Baca berita tanpa iklan. Gabung Kompas.com+

Nasib Warga Situs Warisan Dunia Tembus Hutan Rimba Saat Sakit Parah

Kompas.com - 22/01/2018, 11:53 WIB
Firmansyah

Penulis

BENGKULU, KOMPAS.com - Masih lekat di ingatan, cerita seorang bocah berusia 6 tahun di Desa Sungai Lisai, Kabupaten Lebong, Bengkulu, meninggal dunia di perjalanan menuju rumah sakit pada tahun 2009.

Dia harus dilarikan ke Kota Muara Aman, ibukota Kabupaten Lebong, karena di tidak ada fasilitas kesehatan di daerah itu.

Meninggalnya bocah 6 tahun tersebut tak mendapat perhatian dari siapa pun karena jauhnya letak Desa Sungai Lisai dari Kota Muara Aman. Sekitar 40 kilometer.

Akses keduanya pun hanya dapat ditempuh dengan berjalan kaki menembus rapatnya hutan Taman Nasional Kerinci Sebelat (TNKS).

Kepala Desa Sungai Lisai Hajron Hadi menyebutkan, tidak adanya fasilitas kesehatan dan bidan mengakibatkan mereka harus menandu warga yang sakit menuju kota dengan menempuh jalan setapak selama 4 jam.

"Kalau mau dihitung hampir setiap bulan ada saja warga sakit keras yang harus digotong dengan tandu dibawa ke kota," ujar Hajron, Minggu (21/1/2018).

(Baca juga : Akhir Hidup Bocah Sebatangkara Penderita Gizi Buruk )

Dia mengatakan, pemerintah pernah menugaskan bidan desa namun karena daerah terpencil tidak ada bidan desa yang betah.

"Banyak bidan desa yang pindah karena tidak kerasan akhirnya warga pasrah saja bergantung pada obat alam dan siap-siap menandu ke kota jika ada warga sakit keras," tutur Hajron.

Tidak ada akses jalan dari desa menuju kota. Jalan yang dipakai saat ini hanya jalan setapak becek dan sempit di tengah rimba.

Menurut Hajron, pemerintah desa dan kabupaten tidak berani membuat jalan untuk warga karena kawasan tersebut wilayah TNKS yang merupakan juga situs warisan dunia milik UNESCO.

"Unesco meminta Indonesia menjaga TNKS tapi hak dasar kesehatan kami tidak dapat dipenuhi. Mau buat jalan warga untuk bawa orang sakit kami tidak boleh, ada pelanggaran hak asasi di sini," keluhnya.
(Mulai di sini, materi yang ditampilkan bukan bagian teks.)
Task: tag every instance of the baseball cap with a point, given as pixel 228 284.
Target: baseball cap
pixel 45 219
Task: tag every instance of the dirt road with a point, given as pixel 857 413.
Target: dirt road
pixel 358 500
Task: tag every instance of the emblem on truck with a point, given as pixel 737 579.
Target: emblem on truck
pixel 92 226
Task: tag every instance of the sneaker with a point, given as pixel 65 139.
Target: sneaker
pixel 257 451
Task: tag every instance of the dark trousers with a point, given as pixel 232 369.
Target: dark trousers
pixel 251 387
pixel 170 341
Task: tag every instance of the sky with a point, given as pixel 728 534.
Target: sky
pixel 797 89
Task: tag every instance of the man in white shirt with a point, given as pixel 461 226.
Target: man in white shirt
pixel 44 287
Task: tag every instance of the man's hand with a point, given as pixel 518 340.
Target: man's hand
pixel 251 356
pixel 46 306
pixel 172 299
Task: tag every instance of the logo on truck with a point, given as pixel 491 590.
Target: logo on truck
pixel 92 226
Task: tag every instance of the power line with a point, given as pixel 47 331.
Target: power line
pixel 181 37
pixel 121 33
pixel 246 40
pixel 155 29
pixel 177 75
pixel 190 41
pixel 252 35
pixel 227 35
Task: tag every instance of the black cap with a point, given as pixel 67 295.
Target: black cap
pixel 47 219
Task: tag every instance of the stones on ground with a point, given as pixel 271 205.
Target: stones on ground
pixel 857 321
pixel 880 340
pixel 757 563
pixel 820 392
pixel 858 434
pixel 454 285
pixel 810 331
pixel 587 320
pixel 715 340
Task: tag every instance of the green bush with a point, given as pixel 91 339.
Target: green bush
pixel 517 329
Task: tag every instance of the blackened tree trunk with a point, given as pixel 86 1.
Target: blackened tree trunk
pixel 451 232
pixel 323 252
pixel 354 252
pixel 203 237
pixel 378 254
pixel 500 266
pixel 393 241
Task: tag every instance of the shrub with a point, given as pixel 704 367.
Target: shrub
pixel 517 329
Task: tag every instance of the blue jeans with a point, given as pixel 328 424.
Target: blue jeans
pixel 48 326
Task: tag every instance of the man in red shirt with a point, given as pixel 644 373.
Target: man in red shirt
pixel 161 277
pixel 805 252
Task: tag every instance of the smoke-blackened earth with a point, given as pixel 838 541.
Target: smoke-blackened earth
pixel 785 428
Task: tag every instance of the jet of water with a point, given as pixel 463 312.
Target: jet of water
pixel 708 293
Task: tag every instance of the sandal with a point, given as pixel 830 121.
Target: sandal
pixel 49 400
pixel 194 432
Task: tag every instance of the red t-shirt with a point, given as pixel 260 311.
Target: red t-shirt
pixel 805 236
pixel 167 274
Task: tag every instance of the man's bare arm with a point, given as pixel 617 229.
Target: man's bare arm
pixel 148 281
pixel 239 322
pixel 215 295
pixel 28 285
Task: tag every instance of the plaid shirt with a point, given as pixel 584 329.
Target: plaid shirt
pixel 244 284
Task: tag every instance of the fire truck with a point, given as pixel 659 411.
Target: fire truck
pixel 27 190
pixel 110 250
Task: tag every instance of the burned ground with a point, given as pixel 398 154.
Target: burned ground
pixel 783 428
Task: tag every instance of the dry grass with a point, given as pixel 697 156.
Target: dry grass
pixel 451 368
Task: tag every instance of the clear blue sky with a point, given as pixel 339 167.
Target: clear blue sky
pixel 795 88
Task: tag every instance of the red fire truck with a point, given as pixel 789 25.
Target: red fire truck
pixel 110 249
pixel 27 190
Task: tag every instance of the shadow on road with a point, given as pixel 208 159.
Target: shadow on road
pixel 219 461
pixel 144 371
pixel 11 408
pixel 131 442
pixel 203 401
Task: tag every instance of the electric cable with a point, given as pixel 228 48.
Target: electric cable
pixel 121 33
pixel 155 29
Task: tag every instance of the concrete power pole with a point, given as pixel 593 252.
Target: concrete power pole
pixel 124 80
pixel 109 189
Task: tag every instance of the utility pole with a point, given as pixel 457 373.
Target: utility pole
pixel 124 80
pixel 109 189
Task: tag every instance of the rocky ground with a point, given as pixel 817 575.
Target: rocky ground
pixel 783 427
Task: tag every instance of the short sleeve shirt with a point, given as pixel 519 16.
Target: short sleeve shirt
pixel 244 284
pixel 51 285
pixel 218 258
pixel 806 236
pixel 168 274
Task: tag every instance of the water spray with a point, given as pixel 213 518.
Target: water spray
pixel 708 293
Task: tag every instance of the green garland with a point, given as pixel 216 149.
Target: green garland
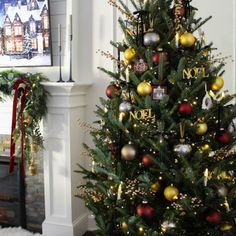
pixel 35 108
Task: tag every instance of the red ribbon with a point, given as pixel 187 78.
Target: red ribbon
pixel 19 84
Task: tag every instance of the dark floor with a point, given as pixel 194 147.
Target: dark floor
pixel 89 233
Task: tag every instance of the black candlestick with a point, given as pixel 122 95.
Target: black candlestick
pixel 60 75
pixel 70 76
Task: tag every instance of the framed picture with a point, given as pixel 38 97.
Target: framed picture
pixel 158 92
pixel 25 38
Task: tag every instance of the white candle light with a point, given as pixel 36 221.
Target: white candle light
pixel 70 26
pixel 127 74
pixel 59 35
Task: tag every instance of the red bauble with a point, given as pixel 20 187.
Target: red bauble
pixel 214 218
pixel 185 109
pixel 145 210
pixel 157 55
pixel 112 90
pixel 114 148
pixel 224 138
pixel 146 159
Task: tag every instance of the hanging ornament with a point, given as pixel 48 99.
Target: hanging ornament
pixel 140 66
pixel 124 226
pixel 157 55
pixel 187 39
pixel 125 107
pixel 182 149
pixel 112 91
pixel 224 137
pixel 205 147
pixel 206 176
pixel 129 54
pixel 155 187
pixel 171 193
pixel 32 168
pixel 144 88
pixel 167 225
pixel 128 152
pixel 28 119
pixel 226 226
pixel 185 109
pixel 151 38
pixel 34 148
pixel 147 160
pixel 145 210
pixel 201 128
pixel 214 217
pixel 218 83
pixel 232 126
pixel 114 148
pixel 207 101
pixel 222 191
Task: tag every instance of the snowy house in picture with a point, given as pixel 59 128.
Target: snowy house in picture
pixel 8 35
pixel 33 32
pixel 18 33
pixel 33 5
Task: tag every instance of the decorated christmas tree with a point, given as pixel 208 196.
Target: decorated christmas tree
pixel 163 162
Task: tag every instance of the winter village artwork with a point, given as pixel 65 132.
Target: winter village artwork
pixel 25 33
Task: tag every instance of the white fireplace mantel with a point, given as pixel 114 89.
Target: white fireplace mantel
pixel 65 213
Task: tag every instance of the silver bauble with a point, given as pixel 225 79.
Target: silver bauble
pixel 128 152
pixel 183 149
pixel 125 106
pixel 222 191
pixel 151 39
pixel 232 126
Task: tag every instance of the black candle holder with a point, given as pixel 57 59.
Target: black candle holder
pixel 60 74
pixel 70 75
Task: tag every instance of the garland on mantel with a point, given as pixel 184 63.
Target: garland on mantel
pixel 29 107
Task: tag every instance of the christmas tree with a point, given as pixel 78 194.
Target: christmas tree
pixel 163 162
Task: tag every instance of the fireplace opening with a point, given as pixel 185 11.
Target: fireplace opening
pixel 12 195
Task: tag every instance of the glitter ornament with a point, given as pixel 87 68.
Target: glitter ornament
pixel 140 66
Susi, warga setempat, mengisahkan, dia pernah lima kali ditandu oleh warga karena mengalami maag kronis.

"Kami berharap pemerintah dapat mememperbaiki fasilitas kesehatan dan juga jalan menuju kota bila ada warga yang harus ditandu," pintanya.

Sementara itu, Bupati Lebong Rosjonsyah mengatakan, pihaknya tak bisa berbuat banyak dengan kondisi ini mengingat semua intervensi pembangunan harus menunggu izin dari UNESCO.

"Pemda pernah mengusulkan membuat jalan evakuasi namun masih menunggu persetujuan pemerintah pusat dan UNESCO," ungkapnya.

Warga Sungai Lisai sudah berada di kawasan itu sejak tahun 1950. Saat itu, permukiman warga belum berstatus TNKS.

Pada tahun 1980, pemerintah menjadikan kawasan itu sebagai TNKS dan pada 2014, UNESCO menjadikan TNKS sebagai salah satu situs warisan dunia.

Saat ini, terdapat 85 KK dan 300 jiwa bermukim di wilayah itu.


Simak breaking news dan berita pilihan kami langsung di ponselmu. Pilih saluran andalanmu akses berita Kompas.com WhatsApp Channel : https://www.whatsapp.com/channel/0029VaFPbedBPzjZrk13HO3D. Pastikan kamu sudah install aplikasi WhatsApp ya.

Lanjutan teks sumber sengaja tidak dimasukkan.